9:35  Obama's turning the issue around to the deficit.  Seems like a smart move.  Romney has yet to explain how he'll cut the deficit under his plan to cut tax rates.  Cutting deductions for the wealthy isn't enough to make up for a new tax cut. 

9:29 Obama is sounding stronger on taxes, but his tone is still a little sharp.  He's not doing a great job connecting with the audience. 

9:22 Another good point on energy.  It's pretty misleading to blame the president for rising oil prices, especially when US oil production is up.  High gas prices are the result of increasing global demand. 

9:20 Things are getting pretty heated.  Romney is seriously aggressive, bordering on the inappropriate I'd say but Obama isn't firing back. 

9:18 This is a good point from David Frum.  If you're an environmentalist, you want oil prices to keep going up.  But you can't take that stance and win the presidency. 

9:16 Romney gets specific by pointing out the Obama administration's prosecution of people who have drilled in environmentally sensitive areas.  But he's not talking numbers.  Can't dispute that US oil and gas production is up under Obama. 

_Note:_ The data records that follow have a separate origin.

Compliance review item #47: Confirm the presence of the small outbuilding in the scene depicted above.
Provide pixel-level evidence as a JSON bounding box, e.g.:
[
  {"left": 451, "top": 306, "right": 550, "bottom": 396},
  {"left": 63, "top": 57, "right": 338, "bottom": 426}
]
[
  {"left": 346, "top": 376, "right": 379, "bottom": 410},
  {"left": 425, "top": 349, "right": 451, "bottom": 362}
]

9:14 Obama is sounding a lot stronger on energy.  His record is pretty solid on this front. 

9:12 Romney is looking stronger than Obama yet again.  More poised and alert.  Obama is not seeming like his usual likable self. 

9:09  Candy Crowley asks a follow-up question.  Pretty sure she wasn't supposed to do that during this town hall debate. 

9:07  Obama gets right to talking points and cites his record of saving manufacturing jobs...seems a little irrelevant to a college student.  Isn't addressing the student's question as directly as Romney did, even if he's going into a little more detail on policy. 

9:05  College student asks a question about his fear of not finding a job after graduating.  Romney is making intense eye contact.  He's offering a lot of platitudes and not a lot of specific policy proposals. 

8:58  This is pretty funny.  

8:55:  My prediction for tonight: tie.  Romney will be strong as he was in the first debate, but he'll lose points on likability with the audience.  Obama will be more likable, and likely perform better than in Denver, but I doubt he'll be the obvious victor. 

UPDATE 8:51 PM: Debate starts in 9 minutes.  Stay posted for new updates.  Below are a couple charts from FiveThirtyEight blog.  Always good to see where things stand before the debate begins. 


Romney has seriously closed the gap since the first debate, but Obama has held on to a solid lead, according to Nate Silver's analysis.